Marlene Lou Kleinerüschkamp, die gerade 25 Jahre alt geworden ist und ihr Master-Studium in Neuerer deutscher Literaturwissenschaft begonnen hat, bedankt sich beim Richard-Wagner-Verband Bamberg für ihr letztjähriges Bayreuth-Stipendium mit einem außergewöhnlichen Vortrag: Am 8. Mai um 19.30 Uhr betreibt sie im Hotel Bamberger Hof unter dem Titel "Die Macht der Entscheidungen" ein Personal Coaching für die Figuren der Wagner-Oper "Die Walküre". Der Eintritt ist frei.
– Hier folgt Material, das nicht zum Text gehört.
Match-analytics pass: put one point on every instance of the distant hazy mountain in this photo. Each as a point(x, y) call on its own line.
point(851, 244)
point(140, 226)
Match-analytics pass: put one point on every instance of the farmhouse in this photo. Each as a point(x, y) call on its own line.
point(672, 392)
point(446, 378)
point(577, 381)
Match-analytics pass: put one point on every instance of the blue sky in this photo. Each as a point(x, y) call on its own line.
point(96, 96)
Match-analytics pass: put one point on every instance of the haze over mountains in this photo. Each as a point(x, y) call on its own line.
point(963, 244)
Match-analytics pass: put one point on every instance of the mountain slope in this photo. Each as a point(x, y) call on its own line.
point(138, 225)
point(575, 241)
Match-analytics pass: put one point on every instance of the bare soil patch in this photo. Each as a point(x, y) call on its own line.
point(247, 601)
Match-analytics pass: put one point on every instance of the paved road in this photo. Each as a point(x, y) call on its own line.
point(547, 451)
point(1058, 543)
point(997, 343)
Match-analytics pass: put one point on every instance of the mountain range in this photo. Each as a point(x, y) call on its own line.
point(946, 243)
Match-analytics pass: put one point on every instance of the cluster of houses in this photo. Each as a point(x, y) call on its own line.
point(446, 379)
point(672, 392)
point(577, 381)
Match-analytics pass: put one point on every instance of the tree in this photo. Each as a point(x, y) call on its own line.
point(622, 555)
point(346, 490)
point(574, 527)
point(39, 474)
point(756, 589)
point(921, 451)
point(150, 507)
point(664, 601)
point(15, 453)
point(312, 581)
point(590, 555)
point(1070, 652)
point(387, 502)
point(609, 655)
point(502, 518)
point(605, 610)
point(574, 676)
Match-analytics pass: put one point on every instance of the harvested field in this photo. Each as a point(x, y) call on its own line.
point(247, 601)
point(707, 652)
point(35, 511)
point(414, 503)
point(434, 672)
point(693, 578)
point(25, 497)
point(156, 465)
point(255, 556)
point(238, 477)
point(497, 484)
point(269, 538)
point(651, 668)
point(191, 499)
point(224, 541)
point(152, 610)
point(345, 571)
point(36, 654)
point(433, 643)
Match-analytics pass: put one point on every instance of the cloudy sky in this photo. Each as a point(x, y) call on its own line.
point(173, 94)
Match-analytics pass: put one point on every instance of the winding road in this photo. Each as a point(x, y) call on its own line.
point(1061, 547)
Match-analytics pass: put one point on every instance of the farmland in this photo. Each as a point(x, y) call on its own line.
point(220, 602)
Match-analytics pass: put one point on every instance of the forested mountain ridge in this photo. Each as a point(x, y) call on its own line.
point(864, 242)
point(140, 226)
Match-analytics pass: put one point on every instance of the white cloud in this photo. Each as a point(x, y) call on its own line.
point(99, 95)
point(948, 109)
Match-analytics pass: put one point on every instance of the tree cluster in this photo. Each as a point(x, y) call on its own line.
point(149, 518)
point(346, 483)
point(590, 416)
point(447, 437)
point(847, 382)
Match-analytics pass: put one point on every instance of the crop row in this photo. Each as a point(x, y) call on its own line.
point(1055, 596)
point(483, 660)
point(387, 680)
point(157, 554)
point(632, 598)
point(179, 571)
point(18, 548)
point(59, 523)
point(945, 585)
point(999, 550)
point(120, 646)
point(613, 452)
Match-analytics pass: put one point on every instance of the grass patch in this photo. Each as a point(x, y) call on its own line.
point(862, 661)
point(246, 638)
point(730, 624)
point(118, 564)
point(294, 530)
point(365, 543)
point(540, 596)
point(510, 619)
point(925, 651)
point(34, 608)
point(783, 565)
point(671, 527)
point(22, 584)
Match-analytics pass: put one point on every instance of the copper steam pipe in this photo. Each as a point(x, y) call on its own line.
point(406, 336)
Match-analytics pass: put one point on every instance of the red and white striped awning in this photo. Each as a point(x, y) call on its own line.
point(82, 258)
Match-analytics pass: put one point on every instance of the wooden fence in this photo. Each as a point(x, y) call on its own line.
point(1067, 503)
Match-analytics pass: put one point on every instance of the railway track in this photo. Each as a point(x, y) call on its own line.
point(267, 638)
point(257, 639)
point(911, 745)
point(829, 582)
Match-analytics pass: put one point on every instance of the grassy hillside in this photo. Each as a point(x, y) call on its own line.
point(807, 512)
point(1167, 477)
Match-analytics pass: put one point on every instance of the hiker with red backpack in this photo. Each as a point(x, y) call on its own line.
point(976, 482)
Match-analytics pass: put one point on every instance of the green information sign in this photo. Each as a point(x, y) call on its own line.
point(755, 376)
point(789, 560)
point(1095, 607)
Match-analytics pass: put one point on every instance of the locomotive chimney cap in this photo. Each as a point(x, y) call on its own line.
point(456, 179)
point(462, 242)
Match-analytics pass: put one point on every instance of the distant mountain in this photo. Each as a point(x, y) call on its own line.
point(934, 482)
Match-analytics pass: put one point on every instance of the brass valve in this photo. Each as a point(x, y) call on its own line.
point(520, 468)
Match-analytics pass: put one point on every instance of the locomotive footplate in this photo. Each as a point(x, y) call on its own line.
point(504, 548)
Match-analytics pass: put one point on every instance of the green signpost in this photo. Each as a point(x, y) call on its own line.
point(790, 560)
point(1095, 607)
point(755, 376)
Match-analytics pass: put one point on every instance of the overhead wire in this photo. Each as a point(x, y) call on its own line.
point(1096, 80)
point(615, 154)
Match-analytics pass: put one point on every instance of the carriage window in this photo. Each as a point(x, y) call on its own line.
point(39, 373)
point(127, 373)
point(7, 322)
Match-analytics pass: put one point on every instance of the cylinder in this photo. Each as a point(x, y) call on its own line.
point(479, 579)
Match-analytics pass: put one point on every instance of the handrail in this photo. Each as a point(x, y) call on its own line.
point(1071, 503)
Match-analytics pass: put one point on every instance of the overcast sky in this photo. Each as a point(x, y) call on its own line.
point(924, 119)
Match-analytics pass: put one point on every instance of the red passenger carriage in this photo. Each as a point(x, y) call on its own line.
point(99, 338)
Wie kamen Sie auf die Idee, Opernfiguren zu coachen?
Marlene Lou Kleinerüschkamp: Ich bin im April 2017 durch die "Parsifal"-Werkstatt zum Wagner-Verband gekommen und wollte jetzt meinen persönlichen Zugang zur "Walküre" schildern. Mir ist nämlich mit Erschrecken aufgefallen, dass die "Walküre"-Figuren leider alle ganz furchtbare Entscheidungen treffen. Und daher frage ich mich: Hätten sie das nicht besser machen können? Und wenn ja: wie?

Sie suchen also andere Lösungswege?
Nehmen wir Siegmund als Beispiel: Muss er das Duell mit Hunding schlagen? Ist sein Tod in irgendeiner Weise gerechtfertigt? Er scheint mir einen sehr hohen Ehrbegriff zu haben und folgt diesem, will sich männlich stellen. Aber wäre es nicht klüger zu sagen: Ich habe die Frau - na gut: meine Schwester - gefunden, die ich über alles liebe, und möchte mich dem Tod nicht aussetzen?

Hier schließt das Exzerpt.